Scott Kaiser: Sure, that sounds about right. Or perhaps, as Alice in Wonderland inspired the book, you might think of it a journey down the rabbit hole of the Shakespeare Industry.
EB: The setting is a fictional Shakespeare theme park, which casts Ashland in a whole new light. Do you see Ashland as a fantasy world?
SK: In my imagination, Willy World is actually closer to Walt Disney World, a place where every square inch of real estate is carefully curated to serve a purpose—that is, to make money for the Disney Corporation.
That fact is, if William Shakespeare™ were a corporation traded on the New York Stock Exchange, it would be just like Disney—a multinational mass media and entertainment conglomerate, operating in every country on the planet, worth untold billions.
Luckily, Shakespeare is in the public domain, so he belongs to everyone. Which means that everyone can make a buck off of him. And they do!
Having said that, Ashland, where I’ve lived for 30 years, was certainly on my mind when I created Willy World. You can see the Bard’s influence everywhere in our town, in faux Tudor facades, and cutesy Shakespearean names like As-U-Stor-It, Oberon’s Restaurant, The Windsor Inn, and streets like Birnam Wood Road, Romeo Drive, and Elizabeth Avenue. And why not? Shakespeare is the life-blood of this community, bringing in waves of tourists, who see plays, book rooms, eat meals, drink wine, buy trinkets, fill their tanks with gas, and eventually return to buy a second home.
EB: If it were up to you, how would Shakespeare be treated differently, not just here but globally?

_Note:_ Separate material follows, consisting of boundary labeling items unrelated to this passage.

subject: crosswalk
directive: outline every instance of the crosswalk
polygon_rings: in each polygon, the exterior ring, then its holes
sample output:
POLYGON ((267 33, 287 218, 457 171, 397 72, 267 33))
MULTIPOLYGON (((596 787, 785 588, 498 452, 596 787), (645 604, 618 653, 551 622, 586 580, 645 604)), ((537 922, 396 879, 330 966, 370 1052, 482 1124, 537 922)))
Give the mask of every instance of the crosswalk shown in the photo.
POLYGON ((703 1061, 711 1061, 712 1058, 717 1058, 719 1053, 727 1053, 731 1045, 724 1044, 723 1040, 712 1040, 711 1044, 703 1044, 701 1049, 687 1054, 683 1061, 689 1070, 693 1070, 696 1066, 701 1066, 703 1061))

SK: Like most satires, the aim of the book is not necessarily to advocate for particular changes, but to hold a mirror up to all the absurdity that Shakespeare inspires in our modern culture. Such as endless movie adaptations, “translations” of his work into plain English, people who want to ban him from the curriculum, Anti-Stratfordians who believe in a centuries-old conspiracy, First Folio freaks, original pronunciation geeks, thousands upon thousands of books and dissertations about the Bard’s life and work, bottomless merchandising of every conceivable Shakespeare-related product, and so on, ad nauseam.
EB: The characters you introduced along the way seemed to have hints here and there of real people: Barry Heckler, Louise Quibbler, Elsie Phoneme, and so on. How closely were you channeling folks?
SK: My lawyer is grateful to you for asking this question! Please note: the characters portrayed in this book are fictitious. No identification with actual persons living or deceased is intended or should be inferred.
Seriously though, the characters in the book aren’t based on anyone in particular—they’re composites of people that I’ve gotten to know during my decades of working in the professional theatre, people with quirks and eccentricities and highly specialized talents. So I’d like to think that I’ve created my characters with affection, not disdain. If the characters remind my readers of someone they know, well, that’s not something I have control over, is it?
EB: What’s been the reaction from your former colleagues at OSF?
SK: My former festival colleagues easily recognize, of course, the inspiration for certain passages in the book, and tell me they’ve gotten a good laugh out of them. But they said this during the pandemic, wearing masks, so, who knows if they really meant it!
Anyway, it’s important to note that the book isn’t really about OSF, or any institution in particular—it’s about people all over the country, all over the world really, who make their living from the corpus of Shakespeare. Which includes most of my dearest friends and colleagues. As well as me, myself, and I.
EB: Where can readers get your book?
SK: Funny you should ask! Believe it or not, the book can be found on a remarkable website called Amazon.com by using this link. And here’s my author page if you want to peruse the other 16 books I’ve written. And here’s a link if you’d rather look at a cute puppy.
EB: Thanks for talking with us. Don’t let the Oxfordians get you!
SK: Zounds! You’re not one of them, are you?